Can someone explain the Myth? I've never heard of it...


----------



## pencarrow (Oct 3, 2003)

The previews of the program talk about some kind of an ancient Roman war machine, I don't know what that has to do with Brady.


----------



## azarcherymom (Jul 13, 2004)

Speed and accuracy of machine vs man. Machine shot a lot further. Brady said Adam and Jamie were a lot of fun. He had a great time.


----------



## straat (Jan 22, 2009)

Just heard someone at my club talk about this episode, apparently it has already aired over here.

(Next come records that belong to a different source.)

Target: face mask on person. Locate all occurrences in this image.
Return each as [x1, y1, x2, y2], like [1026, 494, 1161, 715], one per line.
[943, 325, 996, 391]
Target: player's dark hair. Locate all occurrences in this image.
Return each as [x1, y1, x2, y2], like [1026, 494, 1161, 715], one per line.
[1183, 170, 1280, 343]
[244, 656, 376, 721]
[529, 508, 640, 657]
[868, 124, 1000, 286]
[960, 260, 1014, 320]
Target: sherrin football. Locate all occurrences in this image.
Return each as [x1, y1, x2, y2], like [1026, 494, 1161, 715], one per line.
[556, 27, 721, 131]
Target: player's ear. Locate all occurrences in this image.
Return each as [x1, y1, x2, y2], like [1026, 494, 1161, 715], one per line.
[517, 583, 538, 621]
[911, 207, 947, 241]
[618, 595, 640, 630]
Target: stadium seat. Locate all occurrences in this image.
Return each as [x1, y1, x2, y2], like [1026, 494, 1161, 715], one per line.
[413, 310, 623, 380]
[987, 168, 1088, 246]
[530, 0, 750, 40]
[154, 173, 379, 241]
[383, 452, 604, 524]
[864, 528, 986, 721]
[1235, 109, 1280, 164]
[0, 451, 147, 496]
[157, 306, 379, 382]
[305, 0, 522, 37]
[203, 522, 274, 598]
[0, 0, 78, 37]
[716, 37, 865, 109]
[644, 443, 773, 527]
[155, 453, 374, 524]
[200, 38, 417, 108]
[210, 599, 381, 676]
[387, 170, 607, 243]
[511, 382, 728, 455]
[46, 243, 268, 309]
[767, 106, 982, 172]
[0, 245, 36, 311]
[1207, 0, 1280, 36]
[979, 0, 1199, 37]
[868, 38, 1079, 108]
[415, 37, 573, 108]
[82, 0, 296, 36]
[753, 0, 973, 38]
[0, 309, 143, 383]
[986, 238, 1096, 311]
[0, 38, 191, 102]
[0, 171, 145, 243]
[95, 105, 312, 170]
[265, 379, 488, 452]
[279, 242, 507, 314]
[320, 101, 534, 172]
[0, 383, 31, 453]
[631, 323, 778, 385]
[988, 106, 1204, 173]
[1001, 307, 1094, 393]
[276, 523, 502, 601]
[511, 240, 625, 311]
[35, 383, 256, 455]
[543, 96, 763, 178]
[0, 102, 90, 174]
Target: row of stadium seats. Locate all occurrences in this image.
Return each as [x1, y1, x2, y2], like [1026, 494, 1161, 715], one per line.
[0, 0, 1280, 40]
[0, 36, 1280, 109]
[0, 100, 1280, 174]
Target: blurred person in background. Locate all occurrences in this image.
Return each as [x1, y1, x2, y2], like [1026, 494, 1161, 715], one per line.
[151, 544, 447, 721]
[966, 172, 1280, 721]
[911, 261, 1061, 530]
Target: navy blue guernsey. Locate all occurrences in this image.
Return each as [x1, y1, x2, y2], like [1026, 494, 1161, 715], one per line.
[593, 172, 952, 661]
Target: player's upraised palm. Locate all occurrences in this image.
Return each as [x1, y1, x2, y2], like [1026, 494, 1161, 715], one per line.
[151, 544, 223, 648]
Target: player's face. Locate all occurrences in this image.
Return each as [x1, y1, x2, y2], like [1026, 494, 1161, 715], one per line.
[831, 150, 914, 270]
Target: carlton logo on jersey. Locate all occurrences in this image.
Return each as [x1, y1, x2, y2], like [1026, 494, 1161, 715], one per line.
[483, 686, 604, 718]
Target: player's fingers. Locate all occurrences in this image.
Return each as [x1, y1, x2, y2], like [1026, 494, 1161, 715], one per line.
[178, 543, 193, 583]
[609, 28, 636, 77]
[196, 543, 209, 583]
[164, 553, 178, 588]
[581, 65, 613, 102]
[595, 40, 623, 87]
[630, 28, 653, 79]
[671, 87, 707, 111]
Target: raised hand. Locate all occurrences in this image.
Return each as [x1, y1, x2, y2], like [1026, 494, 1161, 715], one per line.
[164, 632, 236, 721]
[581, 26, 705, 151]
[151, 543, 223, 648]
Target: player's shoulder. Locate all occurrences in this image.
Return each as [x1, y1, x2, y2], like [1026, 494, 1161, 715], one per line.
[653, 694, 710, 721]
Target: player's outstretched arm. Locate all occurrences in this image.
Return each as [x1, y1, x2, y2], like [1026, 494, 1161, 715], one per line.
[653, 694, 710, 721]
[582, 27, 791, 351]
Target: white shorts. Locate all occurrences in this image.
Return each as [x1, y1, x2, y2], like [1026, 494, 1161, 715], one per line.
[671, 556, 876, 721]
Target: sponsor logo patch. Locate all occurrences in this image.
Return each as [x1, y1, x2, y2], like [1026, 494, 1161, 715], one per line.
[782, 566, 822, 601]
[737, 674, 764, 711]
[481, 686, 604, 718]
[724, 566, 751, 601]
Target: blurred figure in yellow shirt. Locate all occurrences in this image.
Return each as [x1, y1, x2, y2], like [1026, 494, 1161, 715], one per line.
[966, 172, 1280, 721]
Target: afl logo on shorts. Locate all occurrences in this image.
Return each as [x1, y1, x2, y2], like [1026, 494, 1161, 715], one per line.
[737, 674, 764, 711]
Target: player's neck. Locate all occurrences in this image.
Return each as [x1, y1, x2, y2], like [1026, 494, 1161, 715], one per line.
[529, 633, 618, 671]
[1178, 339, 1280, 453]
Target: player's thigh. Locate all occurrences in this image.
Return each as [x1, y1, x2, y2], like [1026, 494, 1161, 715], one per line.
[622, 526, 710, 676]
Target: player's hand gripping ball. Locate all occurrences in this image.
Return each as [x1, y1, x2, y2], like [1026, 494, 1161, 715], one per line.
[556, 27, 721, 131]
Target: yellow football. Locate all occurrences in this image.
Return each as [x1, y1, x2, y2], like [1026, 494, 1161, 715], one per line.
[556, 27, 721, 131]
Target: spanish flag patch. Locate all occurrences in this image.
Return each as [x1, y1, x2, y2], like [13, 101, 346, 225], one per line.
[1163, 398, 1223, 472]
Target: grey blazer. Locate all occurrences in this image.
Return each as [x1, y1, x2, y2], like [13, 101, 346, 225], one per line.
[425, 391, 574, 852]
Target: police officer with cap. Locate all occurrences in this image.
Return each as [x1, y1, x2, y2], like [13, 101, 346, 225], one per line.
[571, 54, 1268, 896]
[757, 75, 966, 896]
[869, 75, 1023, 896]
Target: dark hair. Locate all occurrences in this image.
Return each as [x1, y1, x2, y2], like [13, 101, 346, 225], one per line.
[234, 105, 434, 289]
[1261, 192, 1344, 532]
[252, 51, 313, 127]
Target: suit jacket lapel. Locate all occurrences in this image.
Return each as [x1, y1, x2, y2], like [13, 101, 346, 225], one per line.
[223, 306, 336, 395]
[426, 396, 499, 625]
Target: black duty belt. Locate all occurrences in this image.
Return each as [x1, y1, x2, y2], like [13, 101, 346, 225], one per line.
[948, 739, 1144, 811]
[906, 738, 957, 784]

Downloading it right now to watch


----------



## Brock Samson (Jul 13, 2009)

Here's a link to the youtube video. It's part 3 of 3 for the episode, and it's the only part Brady's actually in.

http://www.youtube.com/watch?v=qMJqRS7Pmxg&NR=1

I'm still going to watch the actual airing of the show here in the States!


----------



## EagleI79 (Jan 14, 2010)

Man T.V. rules are wierd. Looks like Brady had to black tape the limbs...why....and in one slow-mo shot he has his clicker taped too, I mean on the click part that touches the arrow. And is the clicker home-made? Looks like it. And I hope Mythbusters picked up the tab on those 11 Easton X10s he was shooting at 400 bucks retail that still a lot of money even if Brady gets a discount. Anyways Really cool to watch. Also the editing shows him shooting and then a bright Orange bolt/arrow hitting one of the "bad guys" and they were like OH You hit the Red One or something...I quess they think we don't pay attention out in "tv-land".


----------



## benavery (Jun 27, 2010)

EagleI79 said:


> Man T.V. rules are wierd. Looks like Brady had to black tape the limbs...why....and in one slow-mo shot he has his clicker taped too


I would guess they were covering up branding. The limb tape was obviously covering a brand name (Hoyt?) and the clicker may have had something written on it too. I don't know why TV shows like Mythbusters always hide brand-names, but you see the same thing in many other episodes.


----------



## Warbow (Apr 18, 2006)

EagleI79 said:


> Man T.V. rules are wierd. Looks like Brady had to black tape the limbs...why..





benavery said:


> I would guess they were covering up branding. The limb tape was obviously covering a brand name (Hoyt?) and the clicker may have had something written on it too. I don't know why TV shows like Mythbusters always hide brand-names, but you see the same thing in many other episodes.


I thought that reality shows covered up brand names because they didn't want any unpaid endorsements on the show, but I've since read that they don't want to be sued for trademark infringement. As lame as it is, you can be sued for showing a brand name in a TV show without getting permission first. The insurance companies who insure TV shows for "Errors and Omissions" dictate what has to be covered up, and your show won't get aired on a major network without E&O insurance. It is so bad that movies remove the trademarked TransAmerica Tower (the tall pyramid shaped building) from the San Francisco skyline. Different rules apply to news shows--but what constitutes news? IP laws are just over-broad and crazy.


----------



## ArtV (Jan 29, 2008)

The Youtube link has been removed


----------



## mantra (Feb 7, 2007)

ArtV said:


> The Youtube link has been removed


http://www.youtube.com/watch?v=_68B17nM1A8&feature=related


----------



## BobCo19-65 (Sep 4, 2009)

Thanks for the link. Pretty neat!


----------